第46話 儚き失恋
「お前ら、やめろよ。嫌がってるじゃないか。」
その時、聞き覚えのある声がした。絶望に追いやられた春奈の心に差し込んだ一筋の光。
「山川裕也、あんたなんなのよ。私たちの邪魔をしないで!」
佐紀が勢い良く放った右ストレートパンチを片手で軽々しく受け止める裕也。
「女の子に暴力を振るったらどうなるか分かってんの?」
「これは暴力じゃない。正当防衛。俺はあんたを傷つけてないぜ。」
「ちっ。今日のところは勘弁してやる。」
佐紀は舌打ちをすると、取り巻きたちと共にその場をあとにした。
「ありがとう。また助けられちゃったね...」
春奈が裕也に感謝の言葉を述べた。
そして、静かに続ける。
「好き...」
「え?」
「やっぱり、私...裕君のことが好き。だから、」
「悪ぃ。俺、好きな子がいるんだ。だから、その、お前とは付き合えない。ごめん...」
春奈がすべてのセリフを言う前に、裕也が口を開いた。
「そう、なんだね... どんな子?」
「そりゃぁ、可愛くて、背が小さくて、性格がちょっときつめで...って、そんなこたぁどうでも良いだろ。

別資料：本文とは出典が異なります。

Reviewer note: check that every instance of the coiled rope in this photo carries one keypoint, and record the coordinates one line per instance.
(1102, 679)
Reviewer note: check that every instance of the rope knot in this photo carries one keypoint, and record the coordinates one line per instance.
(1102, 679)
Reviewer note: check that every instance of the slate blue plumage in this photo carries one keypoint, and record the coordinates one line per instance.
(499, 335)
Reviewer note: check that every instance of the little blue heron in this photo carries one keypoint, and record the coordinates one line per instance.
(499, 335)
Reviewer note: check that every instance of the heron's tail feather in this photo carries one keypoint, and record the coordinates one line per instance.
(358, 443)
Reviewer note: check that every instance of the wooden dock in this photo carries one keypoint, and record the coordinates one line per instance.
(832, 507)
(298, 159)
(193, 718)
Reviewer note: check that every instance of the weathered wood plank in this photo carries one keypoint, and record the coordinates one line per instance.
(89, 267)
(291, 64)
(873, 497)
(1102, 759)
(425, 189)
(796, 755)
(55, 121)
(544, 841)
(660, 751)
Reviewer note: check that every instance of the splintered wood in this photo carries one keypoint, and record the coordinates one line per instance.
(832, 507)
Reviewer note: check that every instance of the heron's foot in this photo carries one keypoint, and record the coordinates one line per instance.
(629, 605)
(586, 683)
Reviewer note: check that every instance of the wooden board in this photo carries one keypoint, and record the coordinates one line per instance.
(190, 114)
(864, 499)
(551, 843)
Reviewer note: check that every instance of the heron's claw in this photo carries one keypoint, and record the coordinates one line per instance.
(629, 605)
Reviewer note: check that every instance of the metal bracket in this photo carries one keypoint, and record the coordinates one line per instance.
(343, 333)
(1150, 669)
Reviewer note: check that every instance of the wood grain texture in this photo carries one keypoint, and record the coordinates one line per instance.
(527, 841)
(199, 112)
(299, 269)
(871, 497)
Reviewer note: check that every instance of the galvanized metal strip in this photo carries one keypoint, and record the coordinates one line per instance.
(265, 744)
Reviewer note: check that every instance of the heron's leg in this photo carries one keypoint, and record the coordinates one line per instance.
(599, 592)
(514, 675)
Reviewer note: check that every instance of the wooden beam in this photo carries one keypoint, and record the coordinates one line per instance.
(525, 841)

」
「だって気になるじゃん。裕君が好きな子。」
「春奈には教えない。」
「裕君の意地悪。」
休み時間が終わって教室に戻った後、春奈は授業に全く集中できなかった。
好きな人に振られたという事実が彼女の心を痛めつけ、涙を堪えるのに必死だったから。
ふと裕也の方を見つめる。最近、彼は授業を真剣に聞いていることも多い。前は勉強に全くと言って良いほど興味を持っていなかったのに...
「裕君の好きな人って、誰なんだろう...」と春奈は思った。
一方、山川裕也は誰にも気づかれぬよう教室の隅に目をやっていた。視線の先には小林侑李の姿がある。
背は低いが、スタイルが良く、睫が長く鼻が高い彼女の姿を入学式で見た時に一目ぼれしてしまったのである。
しかし、彼女とは今も話すきっかけを作れずにいる。ただでさえ性格が気難しそうな上に普段は浅野真美と行動していることが多いからだ。
「でも最近は1人で行動していることが多いし大チャンス」と裕也は思っていた。
彼は部活が終わった後、忘れ物を取りに教室に向かった。
教室では小林侑李が机に突っ伏して考え事をしていた。
「全く、何なのよ、真美の奴。早く謝ってきてよね。私、謝るの苦手なんだから...」
教室に入ると人影が視界に入ったので、裕也は少し驚いた。しかも、それが自分の好きな人だったのだから。
「どうしたんだ?」
恐る恐る声をかける。
「べ、別に、何でもないわよ。」
侑李は逃げるように教室から出て行った。